Medical equipment was also swiped, with adrenaline boosters, an angina spray and a wheelchair, all stolen from Salford Royal Foundation Trust.
But one item, nicked from The Christie Foundation Trust, stood out as particularly puzzling: a surgical tool used for rectal operations.
End Game appreciates self-care is important for the future of the NHS, but we fear this may be a step too far.
Leaner NHS England keeps working out
End Game has the latest on NHS England’s attempts to bolster its bureaucracy through internal reorganisation (and making a lot of redundancies): it’s still dragging on.
This week’s major development that saw us scrambling to stop the press was the news that its “national support centre” – the favoured term for NHS England’s national team – has been dropped for the less clunky “national centre”.
Having derided the name in 2013, End Game claims this as a victory.
We also keenly anticipate the next bout of management cuts getting us even closer to the ever leaner “centre”.
Politics and the NHS share a host of similarities, not least of which is an instinct to indulge in blame games.
So it was refreshing to hear health secretary Jeremy Hunt and his shadow across the chamber Andy Burnham jostling in the Commons over just how much they wanted to see a “no blame” culture in the NHS, following the publication of Sir Robert Francis QC’s report into whistleblowing.
How long could such well meaning sentiment and cross-party consensus last in the pit of partisanship that is Westminster?
‘Politics and the NHS share an instinct to indulge in blame games’
Mr Hunt began proceedings cordially, speaking in hushed tones as his colleagues murmured “hear, hear” behind him in a funereal lapse from their usual roars.

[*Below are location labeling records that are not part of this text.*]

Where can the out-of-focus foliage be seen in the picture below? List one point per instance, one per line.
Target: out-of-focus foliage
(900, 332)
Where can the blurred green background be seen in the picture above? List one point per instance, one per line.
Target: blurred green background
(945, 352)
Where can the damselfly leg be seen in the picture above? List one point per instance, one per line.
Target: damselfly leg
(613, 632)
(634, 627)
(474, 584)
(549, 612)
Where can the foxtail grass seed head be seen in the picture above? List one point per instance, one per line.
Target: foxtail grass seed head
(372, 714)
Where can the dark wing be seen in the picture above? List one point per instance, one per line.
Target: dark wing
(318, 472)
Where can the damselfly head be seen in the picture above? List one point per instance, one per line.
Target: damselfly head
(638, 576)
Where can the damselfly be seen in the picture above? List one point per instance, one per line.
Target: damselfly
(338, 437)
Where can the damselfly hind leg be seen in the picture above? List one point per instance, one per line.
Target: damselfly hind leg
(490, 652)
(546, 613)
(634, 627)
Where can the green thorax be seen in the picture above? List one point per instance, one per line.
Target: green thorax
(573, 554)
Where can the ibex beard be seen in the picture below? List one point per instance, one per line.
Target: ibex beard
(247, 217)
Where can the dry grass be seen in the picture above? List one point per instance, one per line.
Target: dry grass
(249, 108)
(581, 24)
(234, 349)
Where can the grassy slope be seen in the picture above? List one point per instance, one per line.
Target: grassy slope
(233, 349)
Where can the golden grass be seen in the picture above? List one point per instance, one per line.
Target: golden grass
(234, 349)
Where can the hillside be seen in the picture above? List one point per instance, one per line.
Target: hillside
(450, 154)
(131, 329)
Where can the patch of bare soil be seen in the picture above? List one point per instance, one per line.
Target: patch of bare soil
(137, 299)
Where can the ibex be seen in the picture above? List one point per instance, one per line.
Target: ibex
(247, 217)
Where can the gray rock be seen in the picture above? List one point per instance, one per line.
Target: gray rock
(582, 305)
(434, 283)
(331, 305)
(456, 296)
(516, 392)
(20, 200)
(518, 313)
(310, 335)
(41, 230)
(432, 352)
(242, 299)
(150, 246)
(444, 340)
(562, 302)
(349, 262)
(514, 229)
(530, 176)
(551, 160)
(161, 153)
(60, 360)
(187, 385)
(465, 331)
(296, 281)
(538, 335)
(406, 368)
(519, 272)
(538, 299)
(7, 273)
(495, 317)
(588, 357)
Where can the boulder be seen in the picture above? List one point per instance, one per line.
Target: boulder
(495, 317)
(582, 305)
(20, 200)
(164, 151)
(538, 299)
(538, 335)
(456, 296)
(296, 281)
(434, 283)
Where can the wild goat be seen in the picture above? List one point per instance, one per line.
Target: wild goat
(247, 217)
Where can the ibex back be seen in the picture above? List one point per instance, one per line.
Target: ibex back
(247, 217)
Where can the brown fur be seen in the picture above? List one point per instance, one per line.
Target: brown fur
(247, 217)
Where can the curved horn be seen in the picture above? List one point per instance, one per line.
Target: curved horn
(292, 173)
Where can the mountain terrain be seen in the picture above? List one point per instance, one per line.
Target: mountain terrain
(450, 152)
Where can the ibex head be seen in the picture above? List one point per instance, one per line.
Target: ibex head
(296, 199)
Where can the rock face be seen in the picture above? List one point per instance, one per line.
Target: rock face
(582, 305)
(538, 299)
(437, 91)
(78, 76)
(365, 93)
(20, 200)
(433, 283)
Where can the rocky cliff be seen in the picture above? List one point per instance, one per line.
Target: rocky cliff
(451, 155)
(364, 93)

To his credit, Mr Burnham managed one reconciliatory moment, saying: “I welcome the secretary of state’s statement and his obvious commitment to improve the culture of tackling poor care in the NHS; there is plenty of common ground between us.”
In an apparent show of the perils of top-down leadership, normal service was resumed when Mr Burnham began listing the various initiatives introduced by the last Labour government, which the coalition has left by the wayside.
Mr Hunt responded in kind by cattily bringing up Mr Burnham’s refusal to hold a public inquiry into Mid Staffordshire Foundation Trust.
For the briefest of moments, the rainbow of “no blame” had hovered over the Commons, only for the black clouds of party politics to close in around it.
This round of political tit for tat came shortly after news broke of the eye watering sum paid by broadcasters for next year’s Premier League TV rights.
Sky and BT spent more than £5bn between them to obtain the rights to screen live football.
End Game doubts whether they’d pay the same amount to show the NHS themed “political football” seen in Westminster every week. This must explain why it’s broadcast for free on Parliament TV.